In proof of the inverted adage that now rings so true that it needs screaming into the ears of every free-market Tory: the ability to purchase social housing stock has meant that there will soon be no more housing stock left to sell off.
Since 2012, 60,000 social houses have been sold off under the Right to Buy scheme at below-market rate.
That's the trouble with Thatcherism: eventually you run out of other people's homes to sell off, hence the "dementia tax" plan to steal a load more.https://t.co/PxQD6vRrvH
— Grundistled (@Grundistled) June 11, 2018
Two-thirds of councils in England don’t stand a chance of replacing the same number of homes that have been sold off under Right to Buy in five years’ time. Indeed, 12,000 properties were sold off last year, but by 2023, only 2,000 of them will be capable of being replaced.
The Local Government Association (LGA) has called for local authorities to be able to keep their receipts from social housing sales, which now have to be paid to central government.
In addition, and unsurprisingly, the LGA has also called for more central government funding to local authorities to enable them to build more social housing.
12,224 homes were sold under RTB last year.
Faced with ongoing borrowing restrictions and based on the levels of sales remaining consistent, our analysis estimates that councils would only be able to replace 2,000 of these homes in 2023. https://t.co/F9wPNpgNhy
— LGANews (@LGANews) June 11, 2018
Right to Buy was Thatcher’s baby – the policy-summation of her ideology: that of no society, of private interests over public, of ownership and property over communitarianism. Now, its teeth are showing.
Now, we see what are society’s properties disappearing – and the state-backed safety net, which is there to ensure that no Briton suffers the barbarism of homelessness, evaporating.

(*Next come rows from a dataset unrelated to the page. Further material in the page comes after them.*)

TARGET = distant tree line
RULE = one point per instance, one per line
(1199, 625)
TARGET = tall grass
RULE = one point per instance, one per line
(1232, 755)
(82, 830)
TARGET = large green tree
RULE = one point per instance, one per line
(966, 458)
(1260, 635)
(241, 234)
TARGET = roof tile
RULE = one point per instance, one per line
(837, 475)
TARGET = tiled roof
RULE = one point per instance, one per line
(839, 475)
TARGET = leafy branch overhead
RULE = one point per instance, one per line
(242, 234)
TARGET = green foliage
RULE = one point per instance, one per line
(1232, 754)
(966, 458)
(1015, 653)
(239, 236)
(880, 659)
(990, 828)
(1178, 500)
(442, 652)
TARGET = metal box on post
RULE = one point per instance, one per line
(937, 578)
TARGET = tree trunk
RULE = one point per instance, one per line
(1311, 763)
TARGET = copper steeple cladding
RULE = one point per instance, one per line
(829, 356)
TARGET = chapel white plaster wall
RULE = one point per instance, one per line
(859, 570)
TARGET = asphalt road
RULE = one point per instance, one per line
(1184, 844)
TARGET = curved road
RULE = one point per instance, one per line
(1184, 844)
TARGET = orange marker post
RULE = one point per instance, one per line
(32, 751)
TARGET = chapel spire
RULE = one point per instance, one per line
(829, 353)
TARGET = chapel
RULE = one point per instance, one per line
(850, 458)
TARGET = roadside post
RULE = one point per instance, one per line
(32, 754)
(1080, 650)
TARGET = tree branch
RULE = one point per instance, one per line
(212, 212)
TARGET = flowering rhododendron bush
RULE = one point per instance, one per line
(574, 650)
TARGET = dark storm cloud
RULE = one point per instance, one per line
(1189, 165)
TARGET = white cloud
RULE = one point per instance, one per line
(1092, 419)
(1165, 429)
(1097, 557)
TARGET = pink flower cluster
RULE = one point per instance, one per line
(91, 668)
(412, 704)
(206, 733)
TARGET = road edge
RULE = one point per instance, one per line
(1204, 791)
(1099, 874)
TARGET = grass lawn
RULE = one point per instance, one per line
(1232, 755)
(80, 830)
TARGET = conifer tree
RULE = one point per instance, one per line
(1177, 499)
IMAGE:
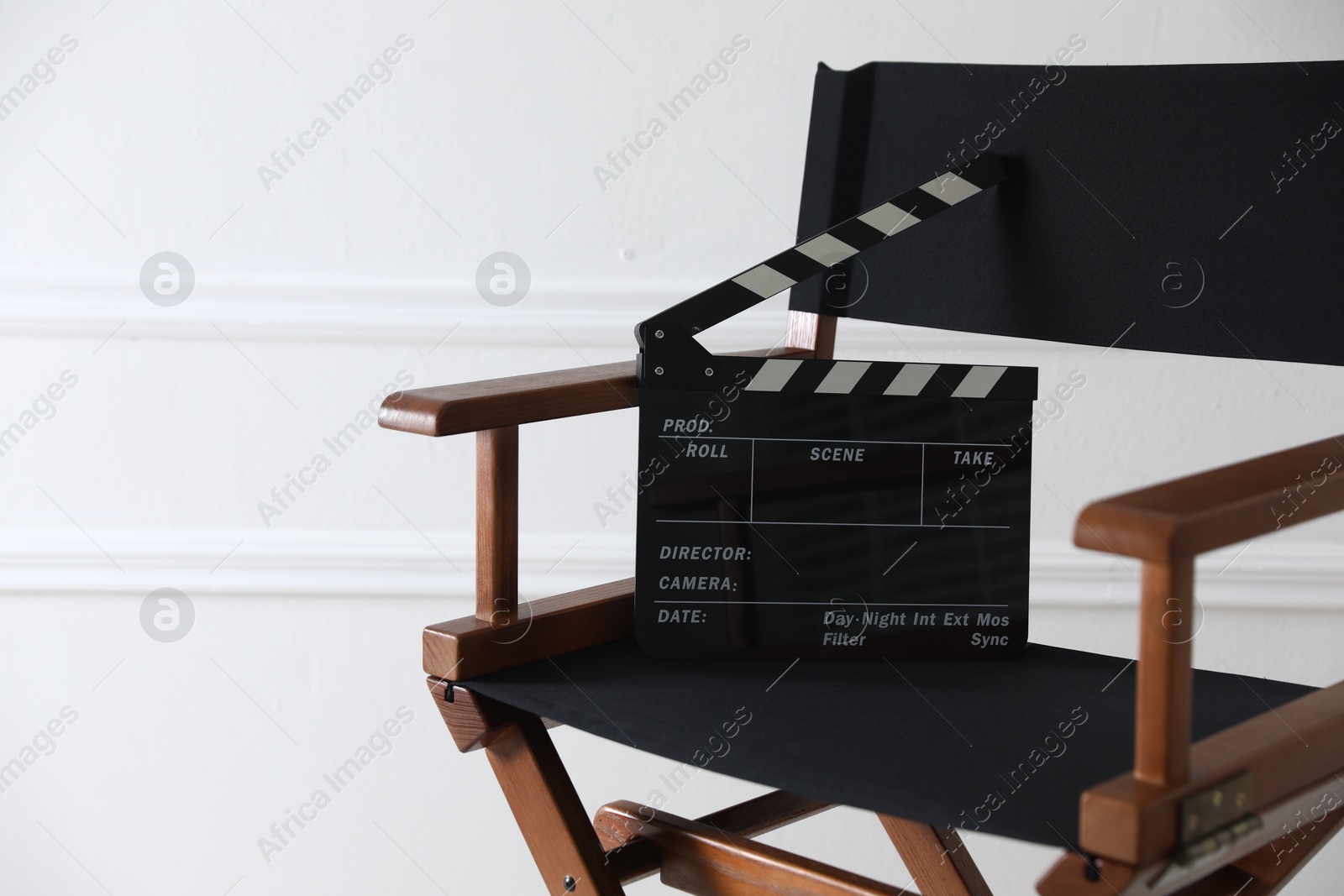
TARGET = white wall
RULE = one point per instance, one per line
(354, 268)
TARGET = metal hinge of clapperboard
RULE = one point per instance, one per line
(671, 358)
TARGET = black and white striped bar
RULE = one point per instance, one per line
(833, 246)
(889, 378)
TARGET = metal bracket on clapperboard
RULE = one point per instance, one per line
(726, 499)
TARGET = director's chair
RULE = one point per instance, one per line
(1230, 785)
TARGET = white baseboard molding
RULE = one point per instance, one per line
(353, 563)
(412, 312)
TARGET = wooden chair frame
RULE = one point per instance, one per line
(1129, 826)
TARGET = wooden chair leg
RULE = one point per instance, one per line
(936, 857)
(549, 812)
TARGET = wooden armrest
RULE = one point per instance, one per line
(1207, 511)
(487, 405)
(510, 401)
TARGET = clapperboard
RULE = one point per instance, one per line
(820, 508)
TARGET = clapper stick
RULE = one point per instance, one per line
(823, 251)
(822, 508)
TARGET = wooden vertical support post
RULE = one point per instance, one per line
(496, 526)
(1164, 692)
(549, 812)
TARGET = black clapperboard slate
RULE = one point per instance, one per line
(820, 508)
(1191, 208)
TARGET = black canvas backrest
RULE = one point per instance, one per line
(1173, 208)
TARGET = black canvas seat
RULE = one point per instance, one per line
(981, 746)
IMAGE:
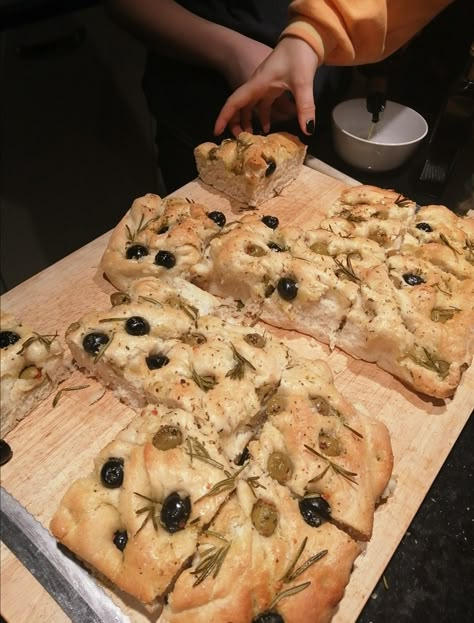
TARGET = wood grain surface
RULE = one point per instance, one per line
(54, 446)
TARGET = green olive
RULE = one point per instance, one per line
(255, 339)
(322, 406)
(254, 250)
(441, 315)
(194, 339)
(264, 517)
(279, 466)
(329, 443)
(29, 373)
(168, 436)
(320, 247)
(120, 298)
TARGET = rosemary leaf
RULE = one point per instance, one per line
(210, 564)
(104, 348)
(67, 389)
(237, 372)
(347, 269)
(204, 382)
(337, 469)
(445, 241)
(46, 340)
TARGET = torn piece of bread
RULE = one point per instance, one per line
(251, 168)
(31, 367)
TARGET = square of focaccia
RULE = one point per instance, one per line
(149, 352)
(31, 367)
(137, 517)
(158, 238)
(251, 168)
(264, 559)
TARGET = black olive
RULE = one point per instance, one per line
(120, 539)
(136, 251)
(217, 217)
(94, 342)
(175, 512)
(136, 325)
(413, 280)
(111, 473)
(424, 227)
(269, 616)
(287, 288)
(244, 457)
(7, 338)
(275, 247)
(165, 258)
(270, 221)
(119, 298)
(5, 452)
(269, 290)
(314, 510)
(154, 362)
(270, 168)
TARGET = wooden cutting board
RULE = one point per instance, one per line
(54, 446)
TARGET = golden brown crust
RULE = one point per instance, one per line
(257, 568)
(251, 168)
(31, 367)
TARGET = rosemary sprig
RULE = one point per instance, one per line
(104, 348)
(253, 483)
(178, 303)
(351, 217)
(204, 382)
(291, 574)
(149, 299)
(430, 362)
(46, 340)
(196, 450)
(152, 511)
(402, 202)
(347, 269)
(226, 484)
(439, 314)
(237, 372)
(211, 562)
(288, 593)
(445, 241)
(67, 389)
(337, 469)
(141, 227)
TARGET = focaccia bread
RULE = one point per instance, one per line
(376, 279)
(137, 517)
(153, 352)
(251, 168)
(234, 378)
(266, 557)
(31, 367)
(315, 442)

In the 80s, Kinnock & Benn clashed over Labour opposition to Right to Buy
Benn argued ‘These are not the tenants houses to buy. These are the communities houses’

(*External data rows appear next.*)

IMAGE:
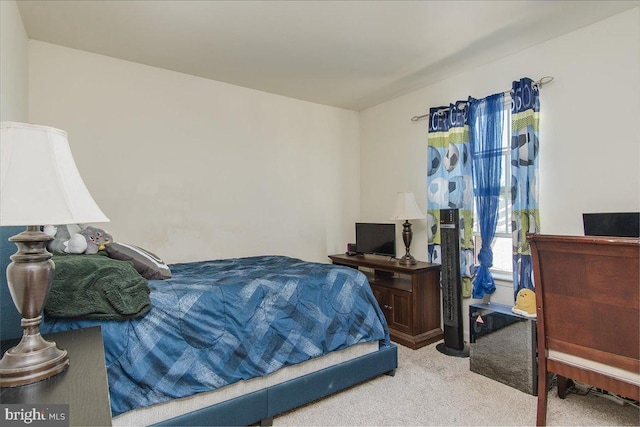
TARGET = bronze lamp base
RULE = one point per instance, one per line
(407, 236)
(29, 276)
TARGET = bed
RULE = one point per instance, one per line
(225, 342)
(587, 298)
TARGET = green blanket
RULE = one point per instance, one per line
(96, 287)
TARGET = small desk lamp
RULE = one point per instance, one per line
(406, 209)
(39, 184)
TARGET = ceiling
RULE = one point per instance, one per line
(349, 54)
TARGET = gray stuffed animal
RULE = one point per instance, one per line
(96, 239)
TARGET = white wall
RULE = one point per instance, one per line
(590, 152)
(196, 169)
(13, 64)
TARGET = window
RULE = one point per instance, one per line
(502, 246)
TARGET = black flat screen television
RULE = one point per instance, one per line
(618, 224)
(377, 239)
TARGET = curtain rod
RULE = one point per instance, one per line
(543, 81)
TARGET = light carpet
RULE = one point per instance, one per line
(430, 388)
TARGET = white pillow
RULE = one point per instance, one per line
(149, 265)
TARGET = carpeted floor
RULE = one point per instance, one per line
(430, 388)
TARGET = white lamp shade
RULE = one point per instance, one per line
(39, 181)
(406, 208)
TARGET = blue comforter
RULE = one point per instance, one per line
(218, 322)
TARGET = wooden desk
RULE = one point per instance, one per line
(83, 386)
(409, 296)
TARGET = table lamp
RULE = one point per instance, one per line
(406, 209)
(39, 185)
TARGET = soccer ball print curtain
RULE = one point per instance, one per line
(449, 183)
(525, 214)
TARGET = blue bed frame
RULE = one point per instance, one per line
(254, 408)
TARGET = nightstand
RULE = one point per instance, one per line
(83, 386)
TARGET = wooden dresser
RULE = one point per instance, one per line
(409, 296)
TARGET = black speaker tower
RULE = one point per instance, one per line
(451, 286)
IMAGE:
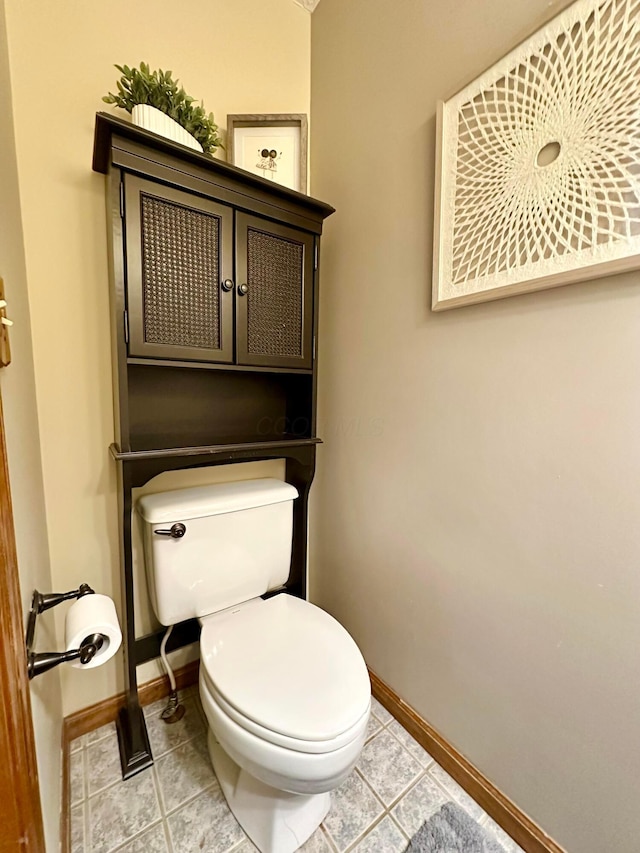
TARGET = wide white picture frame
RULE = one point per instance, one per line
(538, 162)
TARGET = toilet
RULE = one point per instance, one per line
(283, 685)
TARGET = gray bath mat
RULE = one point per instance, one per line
(451, 830)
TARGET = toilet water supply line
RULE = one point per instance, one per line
(174, 710)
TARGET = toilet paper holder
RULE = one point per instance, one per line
(39, 662)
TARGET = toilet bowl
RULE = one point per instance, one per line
(287, 698)
(284, 687)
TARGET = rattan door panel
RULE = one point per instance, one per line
(179, 251)
(274, 317)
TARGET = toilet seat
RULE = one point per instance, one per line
(287, 672)
(308, 746)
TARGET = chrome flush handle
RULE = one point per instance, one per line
(177, 531)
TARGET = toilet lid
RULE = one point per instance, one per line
(288, 666)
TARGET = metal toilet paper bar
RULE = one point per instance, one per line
(39, 662)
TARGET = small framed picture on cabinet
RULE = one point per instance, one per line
(271, 146)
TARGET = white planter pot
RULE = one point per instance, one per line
(158, 122)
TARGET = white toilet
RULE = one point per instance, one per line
(284, 687)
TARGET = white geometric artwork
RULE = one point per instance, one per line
(538, 174)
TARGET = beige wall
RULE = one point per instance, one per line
(17, 387)
(476, 509)
(248, 56)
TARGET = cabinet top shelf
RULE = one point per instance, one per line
(211, 450)
(108, 126)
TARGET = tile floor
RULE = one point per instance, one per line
(177, 806)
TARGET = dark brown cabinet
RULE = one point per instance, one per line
(207, 282)
(214, 291)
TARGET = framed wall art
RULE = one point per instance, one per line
(538, 162)
(271, 146)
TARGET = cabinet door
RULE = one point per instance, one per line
(179, 251)
(274, 302)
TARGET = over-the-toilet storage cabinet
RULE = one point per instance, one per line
(214, 288)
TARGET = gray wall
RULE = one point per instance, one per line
(476, 511)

Kinnock snapped ‘On the day when you start paying a mortgage or rent, you will have some authority on the subject’ pic.twitter.com/KeKNln8ADJ
— Tides of History (@labour_history) May 7, 2018
Indeed, instead of serving communities, council properties sold under Right to Buy have come to serve the interests of the rentier class. 40% of the properties are in the hands of private landlords.
Since 1980, two million council homes have been sold under Right to Buy. They’re sold on huge discounts of up to £108,000. Then, they’re snapped up by private landlords. That means that landlords are able to buy up properties at below market rate and rent them back to vulnerable and low-earners for above market rate. It’s profit on profit for the private wealthy.
The situation is so perverse that Right to Buy properties are even being let by local authorities to serve as temporary accommodation for homeless individuals. 23 councils have spent millions to lease back these properties from private landlords.
In essence, Right to Buy has allowed for public subsidisation of the private property market. This is at the same time when house building in the UK is at chronically low levels.
"The overall figures [of New House Building] were dragged down by sharp falls in places like London."
This is concerning, as London needs lots of new affordable homes to support those living in #poverty in the capital.https://t.co/IaJqha7ieu pic.twitter.com/Z0smwhazS6
— Trust for London (@trustforlondon) April 27, 2018
Help to Buy is similarly failing to assist those in need. It was recently revealed that the Tories’ Help to Buy policy is increasingly only benefiting wealthy first-time buyers. The average salary of those utilising the scheme has risen to £50,000 – £72,000 in London.
It is almost as if the private housing market exists not to house, but to profit, and it is therefore unable to solve our housing crisis.
The news that the Right to Buy scheme is failing and does not have the longevity to continue, due to funding shortages and resource scarcity, goes to perfectly exemplify the barrenness of Tory ideology.
Subsidising both the private housing market and the private rental market will not solve this country’s housing shortage. All it has done is see the already privileged take advantage of the opportunities to the detriment of the poor, who then are left without recourse to assistance because the government has sold it all.
What is needed is the hand of a strong state to intervene directly. This Tory government is unable and unwilling to do that – preferring instead to kowtow and render themselves in hock to wealthy private interests.